Theorem of Green, theorem of Gauss and theorem of Stokes

We will follow the procedure:

• First we must calculate the parametrization of the surface.

$\sigma(x,y)=\Big(x,y,\dfrac{x^2+y^2}{2}\Big)$, as $z\leq2$, we have that $x^2+y^2 \leq 4$, $(x,y)$ take values inside a circle with radius $2$.

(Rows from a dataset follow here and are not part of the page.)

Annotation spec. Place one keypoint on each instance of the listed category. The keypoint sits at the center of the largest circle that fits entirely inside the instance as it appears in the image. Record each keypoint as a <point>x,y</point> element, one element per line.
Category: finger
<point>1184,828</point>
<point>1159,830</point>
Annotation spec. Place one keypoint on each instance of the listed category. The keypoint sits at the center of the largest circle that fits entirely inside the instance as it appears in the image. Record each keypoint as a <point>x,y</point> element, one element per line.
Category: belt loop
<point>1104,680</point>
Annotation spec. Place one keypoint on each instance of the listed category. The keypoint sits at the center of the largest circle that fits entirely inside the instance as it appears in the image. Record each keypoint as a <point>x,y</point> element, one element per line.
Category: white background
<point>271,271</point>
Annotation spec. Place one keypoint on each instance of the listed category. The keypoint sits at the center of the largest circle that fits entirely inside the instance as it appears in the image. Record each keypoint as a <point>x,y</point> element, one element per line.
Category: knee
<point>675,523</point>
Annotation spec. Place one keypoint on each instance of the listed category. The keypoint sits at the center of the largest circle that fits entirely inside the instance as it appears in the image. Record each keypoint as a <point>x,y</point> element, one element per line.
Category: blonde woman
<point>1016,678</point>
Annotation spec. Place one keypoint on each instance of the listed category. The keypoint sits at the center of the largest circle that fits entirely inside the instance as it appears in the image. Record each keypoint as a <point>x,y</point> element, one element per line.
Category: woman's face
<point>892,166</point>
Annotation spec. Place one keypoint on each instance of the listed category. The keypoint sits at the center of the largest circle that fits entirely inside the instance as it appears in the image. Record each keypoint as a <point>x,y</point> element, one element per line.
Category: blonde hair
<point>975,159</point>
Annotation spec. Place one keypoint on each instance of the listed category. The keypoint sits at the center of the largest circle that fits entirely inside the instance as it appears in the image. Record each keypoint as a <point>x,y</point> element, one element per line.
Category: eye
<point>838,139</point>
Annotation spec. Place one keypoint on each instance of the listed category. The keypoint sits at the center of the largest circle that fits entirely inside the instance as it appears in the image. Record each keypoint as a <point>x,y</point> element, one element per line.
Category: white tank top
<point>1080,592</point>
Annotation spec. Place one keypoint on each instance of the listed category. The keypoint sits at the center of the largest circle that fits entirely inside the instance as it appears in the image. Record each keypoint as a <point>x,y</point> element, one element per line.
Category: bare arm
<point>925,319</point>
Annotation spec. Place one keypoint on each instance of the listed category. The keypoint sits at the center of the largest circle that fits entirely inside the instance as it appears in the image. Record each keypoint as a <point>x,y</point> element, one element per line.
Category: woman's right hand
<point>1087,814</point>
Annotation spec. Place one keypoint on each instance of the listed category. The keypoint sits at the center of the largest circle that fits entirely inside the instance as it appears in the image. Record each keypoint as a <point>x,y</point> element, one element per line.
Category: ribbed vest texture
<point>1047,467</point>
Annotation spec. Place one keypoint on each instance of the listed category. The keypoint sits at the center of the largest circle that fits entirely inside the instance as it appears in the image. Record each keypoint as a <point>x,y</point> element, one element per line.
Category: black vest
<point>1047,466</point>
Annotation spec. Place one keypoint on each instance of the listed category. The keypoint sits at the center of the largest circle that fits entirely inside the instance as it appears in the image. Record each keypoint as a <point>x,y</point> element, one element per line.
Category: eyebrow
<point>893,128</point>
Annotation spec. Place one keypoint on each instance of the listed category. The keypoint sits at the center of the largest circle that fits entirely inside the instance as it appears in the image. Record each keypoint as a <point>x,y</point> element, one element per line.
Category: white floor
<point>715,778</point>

On the other hand, the curve $C$ is the circumference in $z=2$, with radius $2$, as is shown in the picture, and its parametrization will be $$\gamma(t)=(2\cdot\cos(t),2\cdot\sin(t),2), \mbox{ for } t\in[0,2\pi]$$

• We calculate $$rot(F)=\Big(\dfrac{d}{dy}F_3-\dfrac{d}{dz}F_2,\dfrac{d}{dz}F_1-\dfrac{d}{dx}F_3,\dfrac{d}{dx}F_2-\dfrac{d}{dy}F_2\Big)=$$ $$=(z^2+x,0-0,-z-3)$$

• We calculate now using our knowledge on vector analysis, $$\int_S rot(F)dS=\int_S rot(F(\sigma(x,y)))dS=$$ $$=\int_S \Big(\Big( \dfrac{x^2+y^2}{2}\Big)^2+x,0,-\dfrac{x^2+y^2}{2}-3\Big)\cdot(T_x \times T_y) \ dxdy$$ Where $Tx = (1,0, x), Ty = (0,1, y)$, and therefore, $T_x \times T_y = (-x, - y, 1)$. Then: $$\int_S rot(F)dS=-\int_S \Big(\Big( \dfrac{x^2+y^2}{2}\Big)^2\cdot x+x^2+\dfrac{x^2+y^2}{2}+3\Big) \ dxdy=$$ $$=\lbrace\mbox{Change to polar coordinates } (|J|=r)\rbrace=$$ $$=-\int_0^2\int_0^{2\pi}\Big(\dfrac{r^5}{4}\cdot\cos(t)+r^2\cdot\cos^2(t)+\dfrac{r^2}{2}+3\Big)\cdot r\cdot dtdr=$$ $$=\lbrace\mbox{ we use that } \cos^2(t)=\dfrac{1+\cos(2t)}{2}\rbrace=$$ $$-\int_0^2\int_0^{2\pi}\Big(\dfrac{r^6}{4}\cdot\cos(t)+r^3\cdot\dfrac{1+\cos(2t)}{2}+\dfrac{r^3}{2}+3r\Big)dtdr=$$ $$=\lbrace \mbox{the integral of the cosine between } 0 \mbox{ and } 2\pi \mbox{ is zero}\rbrace=$$ $$=-2\cdot\Big[\dfrac{r^4}{8}\Big]_0^2\cdot[t]_0^{2\pi}-3\Big[\dfrac{r^2}{2}\Big]_0^2\cdot[t]_0^{2\pi}=-20\pi$$

We now calculate the integral using the parametrization of the curve $C$: $\gamma(t)=(2\cdot\cos(t),2\cdot\sin(t),2), \mbox{ for } t\in[0,2\pi]$

$$\int_C F\cdot dL=\int_0^{2\pi} F(\gamma(t))\cdot \gamma'(t)dt=\int_0^{2\pi} (6\sin(t),-4\cos(t),8\sin(t))\cdot(-2\sin(t),2\cos(t),0)dt=$$ $$-4\int_0^{2\pi}(3\sin^2(t)+2\cos^2(t))dt=\left\{\begin{array}{c} 2\sin^2(t)+2\cos^2(t)=2 \\ \sin^2(t)=\dfrac{1-\cos(2t)}{2} \end{array}\right\}=$$ $$=-4\int_0^{2\pi} \Big(2+\dfrac{1-\cos(2t)}{2}\Big)dt=-8\cdot2\pi-4\cdot\dfrac{1}{2}\cdot2\pi=-20\pi$$ and therefore the Stokes theorem is satisfied.